Until 1991, Eritrea was considered an autonomous region within Ethiopia. The latter’s decision to attempt to annex the former in 1961 sparked a 30-year independence war. Against a much-larger and better-equipped Ethiopian army, the Eritrean People’s Liberation Front won the war and toppled Ethiopian President Mengistu Haile Mariam, with the assistance of Ethiopian rebels. Eritrea was recognized as an independent state by the international community in 1993 following a United Nations-backed referendum vote in favor of independence.
Why is the border a flashpoint?
A full-scale war broke out between Ethiopia and Eritrea in May 1998 and focused on the town of Badme, which both sides claimed belonged to them. Eritrea was found to have triggered the war by attacking Ethiopian troops around Badme, according to a 2005 ruling by the Eritrea-Ethiopia Claims Commission, a body based in The Hague that was established to deal with the conflict’s fallout. Over the next two years, tens of thousands of soldiers were killed on both sides in a bloody battle that achieved very little in terms of concrete boundary changes.
The conflict ended in December 2000 after a peace accord known as the Algiers Agreement was signed by both parties. One condition of the agreement was the establishment of a boundary commission that in 2002 ruled that Badme was part of Eritrea. While both countries initially accepted the ruling, Ethiopia later said it was dissatisfied with the boundary and Badme continues to be occupied by Ethiopian troops. “Eritrea and Ethiopia have essentially been in a Cold War since the last war in 1998-2000,” says Ahmed Salim of political risk consultancy Teneo Intelligence.
What’s happened this time?
Following reports from residents living on the Ethiopian side of the border of hearing heavy gunfire, Eritrea accused Ethiopia on Sunday of infringing its territory. “The TPLF regime has… unleashed an attack against Eritrea on the Tsorona Central Front,” Eritrea’s Information Ministry said in a statement released overnight Sunday and reported by Reuters.
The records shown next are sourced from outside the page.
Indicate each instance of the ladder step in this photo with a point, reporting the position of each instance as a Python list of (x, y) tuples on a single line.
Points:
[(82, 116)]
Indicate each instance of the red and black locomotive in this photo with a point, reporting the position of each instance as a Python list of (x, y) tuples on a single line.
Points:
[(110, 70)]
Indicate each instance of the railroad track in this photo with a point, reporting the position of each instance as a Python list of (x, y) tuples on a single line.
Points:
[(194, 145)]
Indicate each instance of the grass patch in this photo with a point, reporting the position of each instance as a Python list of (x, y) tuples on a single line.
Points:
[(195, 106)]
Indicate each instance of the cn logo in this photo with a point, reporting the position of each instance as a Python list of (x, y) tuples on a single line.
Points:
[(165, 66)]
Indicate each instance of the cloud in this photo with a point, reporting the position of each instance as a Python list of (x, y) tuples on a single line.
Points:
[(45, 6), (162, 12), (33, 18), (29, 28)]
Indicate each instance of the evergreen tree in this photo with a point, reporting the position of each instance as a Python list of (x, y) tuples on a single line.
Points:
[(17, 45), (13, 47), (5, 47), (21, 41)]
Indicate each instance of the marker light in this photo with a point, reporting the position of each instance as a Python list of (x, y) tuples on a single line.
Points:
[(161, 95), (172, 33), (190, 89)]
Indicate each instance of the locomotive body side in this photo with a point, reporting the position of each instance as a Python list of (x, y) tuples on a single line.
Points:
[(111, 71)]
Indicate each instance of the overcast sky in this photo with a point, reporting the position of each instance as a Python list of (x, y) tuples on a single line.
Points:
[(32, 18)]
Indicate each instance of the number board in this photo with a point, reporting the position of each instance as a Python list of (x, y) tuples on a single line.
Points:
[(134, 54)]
The TPLF refers to the Tigrayan People’s Liberation Front, a member of Ethiopia’s ruling coalition.
Besides the claim from the Eritrean government in the capital Asmara, however, there is very little confirmed detail of what happened. Ethiopia’s Information Minister Getachew Reda told the BBC he was not aware of any fighting, and details coming out of Eritrea have been scant, with the country having a notoriously closed media.
What could the clashes lead to?
If significant fighting has occurred, it is unlikely that either side will want to escalate the conflict, according to Jason Mosley, a Horn of Africa expert and associate fellow at Chatham House. “It’s not in [Ethiopia’s] interest to precipitate the collapse of the Eritrean state. The Eritreans are certainly not in a position militarily to want to escalate to a full-scale conflict with Ethiopia,” says Mosley.
Eritrea is notorious for its conscription program. The compulsory national service program, which can often last for decades, continues to be indefinite, according to Amnesty International, despite the government in Asmara pledging in 2014 to limit national service to 18 months. The program is an oft-cited reason given by migrants and refugees fleeing the country—in 2015, Eritrea was the African country with the highest number of people applying for asylum in Europe. According to Mosley, “episodic reminders” of the “existential threat from Ethiopia” are useful to the Eritrean government in justifying its program. “Whatever the mechanics of what has or hasn’t happened… the Eritrean state will probably try to portray this to the fullest extent it can as evidence of a very aggressive Ethiopian posture,” says Mosley.
Are the clashes connected to Ethiopia’s Oromia crisis?
Since November 2015, Ethiopia has been dealing with large-scale protests among members of the Oromo ethnic group, the country’s majority ethnicity. These have resulted in a crackdown in which hundreds of people have been killed, according to Human Rights Watch. The Ethiopian government has said that Eritrea has backed the protests, which were initially sparked by plans to expand the capital Addis Ababa that would entail relocating Oromo farmer families.
But according to Mosley, the Oromia crisis is an internal affair and has nothing to do with Ethiopia and Eritrea’s border disputes. “[The Oromo protests] is the reaction from a certain educated strata of Ethiopian society about being completely blocked out of negotiations around the development planning,” says Mosley. “It’s not an Eritrean plot, this is an Ethiopian ruling party failing.”